EU applicant states find it hard to end aid culture

Series Title
Series Details Vol.4, No.44, 3.12.98, p28
Publication Date 03/12/1998
Content Type

Date: 03/12/1998

By Peter Chapman

WOULD-BE EU member states from central and eastern Europe have a great deal of work to do to break the habit of subsidising their industries, according to a senior European Commission official.

The warning from Asger Petersen, deputy director-general of the Commission's competition department, comes as the accession countries ponder the first results of the Union's screening process designed to gauge their readiness for entry.

This assessment revealed serious problems over state aids in all five of the central and eastern countries in the 'first wave' of applicants: Hungary, Poland, Estonia, the Czech Republic and Slovenia.

Under EU rules, the subsidies paid to industry by governments are strictly controlled to ensure that they do not distort the market.

Petersen, speaking at a conference on state aids in Brussels, said the scale of the problem in the applicant countries from the old Soviet bloc, where state subsidies were the norm, was enormous and they had to overcome a massive cultural hurdle.

"The concept of state aid is for them a very strange thing.
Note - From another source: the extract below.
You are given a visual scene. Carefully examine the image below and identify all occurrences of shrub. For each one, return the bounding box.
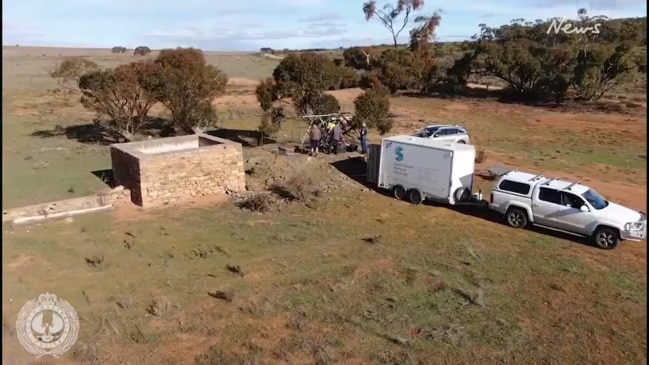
[352,86,392,135]
[273,173,320,203]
It is very difficult for them," he said.

He contrasted this with the efforts of the candidate countries to mirror other parts of the EU rule book, particularly its tough anti-trust regime which regulates the way companies operate.

The Commission has some of the harshest anti-trust regulations in the world, including the power to fine companies up to one-tenth of their turnover for breaches of the rule book. "We are advancing very well with anti-trust, but it is not the same for state aid," said Petersen.

The Commission already has agreements with the front-running candidate countries to phase out many subsidies to key industrial sectors such as coal, steel and shipbuilding.

But member states like the UK still complain that state-subsidised industries in central and eastern Europe (for instance, Poland's steel and household coal sector) are damaging their own firms, which are subjected to the full rigours of the market.

The EU wants to ensure the candidate countries have effective controls in place to ensure these problems are not perpetuated when they join the Union.

Petersen, who recently held talks with officials from the east German Länder in Berlin, also sounded a gloomy note over efforts to tackle state aids within the Union. "The new Länder remain an active area. I must say I am still rather pessimistic over the situation," he said.

Article looks at the question of state aid in the applicant countries of Eastern and Central Europe.